Raty has a strong technical base but is a little more daring.

"I have heard many people say I play like Tim Thomas when I play," she said of the longtime Boston Bruins goalie. "I am pretty aggressive. I come out for it. I do all different kind of diving saves."

Growing up, Raty had more access to the NHL and was able to pick up on many different styles of goaltending.

Dominik Hasek whose NHL career spanned of 16 seasons, is one of Raty's favorite goalies. Hasek won six Vezina Trophies from 1993-2001. Like Thomas, Hasek was known for an unorthodox style and unconventional saves.

The 34-year-old Backstrom didn't have the same access to NHL games as a child and mostly was influenced by Finnish goalies. While Raty has followed many goalies, she does say with a smile that "Finnish goalies are the best."

Backstrom and Raty have met several times, first at the 2006 Olympics, and the respect is mutual. While residing in Minnesota, the two have found it easy to follow each other's careers.

"I am a huge fan of his and his style of play, and I think I can learn a lot from him by just watching him play," Raty said.

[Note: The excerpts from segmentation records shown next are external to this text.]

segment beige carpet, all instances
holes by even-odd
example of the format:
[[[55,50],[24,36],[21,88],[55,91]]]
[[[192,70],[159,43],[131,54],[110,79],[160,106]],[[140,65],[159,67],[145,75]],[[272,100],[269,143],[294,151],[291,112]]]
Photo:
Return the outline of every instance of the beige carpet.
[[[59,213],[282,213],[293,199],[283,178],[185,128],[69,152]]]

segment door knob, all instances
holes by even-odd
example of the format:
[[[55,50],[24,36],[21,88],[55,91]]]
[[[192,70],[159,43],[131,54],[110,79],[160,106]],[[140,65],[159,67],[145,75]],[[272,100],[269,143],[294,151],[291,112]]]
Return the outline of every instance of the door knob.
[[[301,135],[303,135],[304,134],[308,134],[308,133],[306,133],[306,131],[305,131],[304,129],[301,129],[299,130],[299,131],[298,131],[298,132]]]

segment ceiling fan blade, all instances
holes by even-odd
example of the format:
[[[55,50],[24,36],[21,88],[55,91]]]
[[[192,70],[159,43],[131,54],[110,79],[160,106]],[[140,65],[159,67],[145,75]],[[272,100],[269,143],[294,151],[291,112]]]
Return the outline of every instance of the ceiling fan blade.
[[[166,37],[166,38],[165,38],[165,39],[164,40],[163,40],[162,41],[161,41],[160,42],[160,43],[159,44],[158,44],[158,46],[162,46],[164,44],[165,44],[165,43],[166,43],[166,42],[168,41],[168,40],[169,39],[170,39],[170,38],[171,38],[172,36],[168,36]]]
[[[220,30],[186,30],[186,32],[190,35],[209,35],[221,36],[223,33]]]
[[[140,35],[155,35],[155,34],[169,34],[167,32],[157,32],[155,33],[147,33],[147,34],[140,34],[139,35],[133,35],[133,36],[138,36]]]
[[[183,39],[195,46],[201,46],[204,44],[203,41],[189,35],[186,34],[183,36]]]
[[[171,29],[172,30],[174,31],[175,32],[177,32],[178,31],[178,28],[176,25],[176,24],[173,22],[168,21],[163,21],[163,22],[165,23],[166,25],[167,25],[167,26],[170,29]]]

Backstrom can't help but be impressed by Raty's accomplishments.

"You read the papers and follow how well she has been doing the last few years here," Backstrom said. "I don't want to go too far about women's hockey, but she is probably the best goalie in the world right now."

Hearing those words come for Backstrom was flattering for Raty.

"He has been one of the best Finnish goalies for many years, and he is a top goalie in the NHL," she said. "He knows how to play this position, and it is just a huge honor and big words."

Minnesota has become a second home for both Backstrom and Raty, but both to plan to return to Finland after their careers end. For now, though, Minnesotans will be able to continue to watch two of Finland's finest.